İrini Harekatı'nın Hafter güçlerine verilmekte olan açık desteği görmezden gelen, yanlı, meşruiyeti tartışmalı ve hukuksuz bir faaliyet olduğunu ve istikrarsızlığa sebebiyet verdiğini dile getiren Akar, "Bu kapsamda 22 Kasım 2020 tarihinde, açık denizde bir ticari gemimize hukuksuz bir şekilde çıkılması, bu harekatın başından beri vurguladığımız tartışmalı yönlerini en açık şekilde ortaya koymuştur. Bu konuda her hakkımız saklıdır ve konu yakından takip edilmektedir." dedi.
"Akdeniz’de gerilimi tırmandırmak isteyen Yunanistan’dır." diyen Akar, şunları kaydetti:
"Biz ise gerilimi azaltmak için istikşafi ve güven arttırıcı toplantılar ile NATO Genel Sekreteri’nin ilave toplantı girişimlerine en başından beri destek verdik vermeye devam ediyoruz. Maalesef iyi komşuluk çerçevesinde çözüme, barışa uzanan elimiz hep havada bırakılmıştır. Biz ön koşulsuz olarak Ege ve Doğu Akdeniz’deki tüm sorunları görüşmeye hazırız. Çünkü güçlüyüz, çünkü haklıyız. Sondaj ve sismik araştırma gemilerimiz de kendi deniz yetki alanlarımız ile KKTC’nin yetki verdiği alanlarda Deniz ve Hava Kuvvetleri unsurlarımızın refakatinde teknik ve bilimsel araştırma faaliyetlerine devam etmektedir, edecektir. Kimsenin hakkında gözümüz olmadığı gibi, kimseye de hakkımızı çiğnetmeyiz. Şehit oluruz, gazi oluruz, ancak hiçbir oldubittiye izin vermeyiz. Kıbrıs dahil Ege ve Akdeniz’deki hak, alaka ve menfaatlerimizi korumakta azimli, kararlı ve buna muktediriz."

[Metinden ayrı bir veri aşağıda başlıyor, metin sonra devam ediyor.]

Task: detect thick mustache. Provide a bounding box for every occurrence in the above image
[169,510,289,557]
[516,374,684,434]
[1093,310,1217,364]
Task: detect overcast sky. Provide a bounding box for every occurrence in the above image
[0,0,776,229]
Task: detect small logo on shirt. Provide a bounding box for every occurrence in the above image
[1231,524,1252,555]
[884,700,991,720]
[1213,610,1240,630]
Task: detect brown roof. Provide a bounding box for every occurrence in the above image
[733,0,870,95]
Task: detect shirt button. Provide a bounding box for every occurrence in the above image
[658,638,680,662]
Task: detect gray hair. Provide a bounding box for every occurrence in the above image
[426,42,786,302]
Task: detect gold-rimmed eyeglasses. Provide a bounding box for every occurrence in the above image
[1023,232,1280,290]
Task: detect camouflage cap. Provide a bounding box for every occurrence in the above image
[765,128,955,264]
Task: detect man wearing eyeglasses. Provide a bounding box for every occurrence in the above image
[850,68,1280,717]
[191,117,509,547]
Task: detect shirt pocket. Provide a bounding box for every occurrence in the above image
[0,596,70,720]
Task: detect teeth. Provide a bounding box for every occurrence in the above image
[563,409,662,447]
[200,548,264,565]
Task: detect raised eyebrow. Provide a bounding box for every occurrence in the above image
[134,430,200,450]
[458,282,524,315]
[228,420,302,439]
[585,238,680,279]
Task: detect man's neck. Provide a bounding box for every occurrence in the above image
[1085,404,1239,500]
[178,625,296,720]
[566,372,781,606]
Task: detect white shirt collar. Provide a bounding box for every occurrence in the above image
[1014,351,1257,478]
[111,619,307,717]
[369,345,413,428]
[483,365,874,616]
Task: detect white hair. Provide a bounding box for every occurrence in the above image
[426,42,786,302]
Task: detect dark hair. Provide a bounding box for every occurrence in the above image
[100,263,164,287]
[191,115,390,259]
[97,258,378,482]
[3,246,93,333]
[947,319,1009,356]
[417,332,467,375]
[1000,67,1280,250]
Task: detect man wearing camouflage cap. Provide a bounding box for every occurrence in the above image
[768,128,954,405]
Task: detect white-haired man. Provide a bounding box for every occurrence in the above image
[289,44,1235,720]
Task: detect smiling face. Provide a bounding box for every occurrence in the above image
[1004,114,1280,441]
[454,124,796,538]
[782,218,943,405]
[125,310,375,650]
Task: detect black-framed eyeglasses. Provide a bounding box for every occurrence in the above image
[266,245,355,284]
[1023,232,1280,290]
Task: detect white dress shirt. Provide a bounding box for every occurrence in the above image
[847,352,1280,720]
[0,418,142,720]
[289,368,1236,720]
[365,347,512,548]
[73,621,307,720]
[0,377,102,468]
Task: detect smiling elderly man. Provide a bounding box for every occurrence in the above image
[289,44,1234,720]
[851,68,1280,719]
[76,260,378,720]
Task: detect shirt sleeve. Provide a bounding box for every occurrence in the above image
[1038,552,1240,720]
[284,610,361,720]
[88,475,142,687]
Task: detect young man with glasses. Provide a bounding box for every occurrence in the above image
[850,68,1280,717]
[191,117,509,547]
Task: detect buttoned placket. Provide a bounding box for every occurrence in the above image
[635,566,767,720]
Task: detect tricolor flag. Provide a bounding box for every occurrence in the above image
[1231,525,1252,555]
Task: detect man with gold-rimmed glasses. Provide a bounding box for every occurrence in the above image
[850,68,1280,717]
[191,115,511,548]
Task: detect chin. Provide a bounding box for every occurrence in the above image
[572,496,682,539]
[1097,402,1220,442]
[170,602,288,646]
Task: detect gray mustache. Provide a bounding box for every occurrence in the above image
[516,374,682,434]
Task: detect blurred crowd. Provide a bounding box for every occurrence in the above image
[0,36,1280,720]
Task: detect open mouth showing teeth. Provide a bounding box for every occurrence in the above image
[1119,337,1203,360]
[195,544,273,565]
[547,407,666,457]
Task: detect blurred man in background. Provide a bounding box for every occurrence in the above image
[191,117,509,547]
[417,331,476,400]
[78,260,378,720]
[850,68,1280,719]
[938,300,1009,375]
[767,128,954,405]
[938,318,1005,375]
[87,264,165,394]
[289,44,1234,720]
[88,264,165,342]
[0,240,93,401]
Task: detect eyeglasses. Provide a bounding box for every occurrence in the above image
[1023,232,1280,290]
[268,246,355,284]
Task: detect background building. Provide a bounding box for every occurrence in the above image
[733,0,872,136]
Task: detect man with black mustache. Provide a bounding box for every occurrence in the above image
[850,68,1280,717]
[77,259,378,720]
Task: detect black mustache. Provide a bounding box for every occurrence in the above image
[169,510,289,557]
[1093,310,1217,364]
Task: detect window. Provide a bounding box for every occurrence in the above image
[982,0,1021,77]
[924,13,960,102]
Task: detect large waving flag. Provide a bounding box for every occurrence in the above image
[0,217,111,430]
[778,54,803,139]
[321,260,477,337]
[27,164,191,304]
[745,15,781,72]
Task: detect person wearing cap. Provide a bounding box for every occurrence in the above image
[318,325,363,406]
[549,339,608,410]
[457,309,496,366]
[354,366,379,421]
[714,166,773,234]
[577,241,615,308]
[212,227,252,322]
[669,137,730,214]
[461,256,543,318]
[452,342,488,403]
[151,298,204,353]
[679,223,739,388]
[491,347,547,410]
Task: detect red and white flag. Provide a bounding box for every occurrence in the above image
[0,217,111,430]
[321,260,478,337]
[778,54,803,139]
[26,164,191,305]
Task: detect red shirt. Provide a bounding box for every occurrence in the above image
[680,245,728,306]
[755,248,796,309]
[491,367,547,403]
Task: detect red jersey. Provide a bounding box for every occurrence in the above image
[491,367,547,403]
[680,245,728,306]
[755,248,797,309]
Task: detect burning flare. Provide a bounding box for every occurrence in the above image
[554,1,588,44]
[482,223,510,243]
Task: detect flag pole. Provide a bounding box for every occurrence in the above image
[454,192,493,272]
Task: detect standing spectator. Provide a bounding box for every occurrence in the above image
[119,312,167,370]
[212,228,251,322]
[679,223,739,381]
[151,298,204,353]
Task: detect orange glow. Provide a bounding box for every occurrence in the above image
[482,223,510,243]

"Hak-hukuk tanımaz, şımarık yaklaşım"
Kıbrıs’taki çözümün önündeki yegane engeli, Yunanistan ile Rum tarafının 1968’den beri süregelen toplantılardaki uzlaşmaz, hak-hukuk tanımaz, şımarık yaklaşım olarak açıklayan Akar, şöyle devam etti:
"Kıbrıs meselesine adil, kapsamlı ve kalıcı bir çözüm ancak Kıbrıs Türk halkının adanın ortak sahibi olduğu gerçeğinin kabul edilmesiyle mümkündür. AB başta olmak üzere tüm kurumları ve müdahil devletleri, Kıbrıs’ta, Akdeniz’de ülkemizin ve Kıbrıslı kardeşlerimizin hakkına ve hukukuna saygılı olmaya davet ediyor, makul, mantıklı, objektif davranmalarını bekliyoruz.1974’den bu yana Maraş için kullanılan 'Kapalı' ifadesi artık kalkmıştır. Maraş’ın açılması, uluslararası hukuka uygundur, meşrudur, tasarruf da KKTC’ye aittir. Türkiye, garantör olarak daima Kıbrıs Türkünün yanındadır. 1974’deki duruşumuz o gün ne ise bugün de aynıdır."
Akar, Türkiye'nin amacının "Libya Libyalılarındır" anlayışıyla toprak bütünlüğünü ve siyasi birliğini sağlamış, barış, huzur ve istikrar içerisinde yaşayan bir Libya’nın oluşumuna katkıda bulunmak olduğunu belirterek, "Birçok ülkenin özellikle ateşkesten sonra rol kapmaya çalıştığı Libya’da, birliklerimiz tarafından Libyalı kardeşlerimize askeri eğitim, mayın/EYP temizliği, sağlık, insani yardım ve diğer askeri konularda danışmanlık desteği verilmektedir. Bugüne kadar olduğu gibi bundan sonra da Libyalı kardeşlerimizin haklı davasını desteklemeye devam edeceğiz." diye konuştu.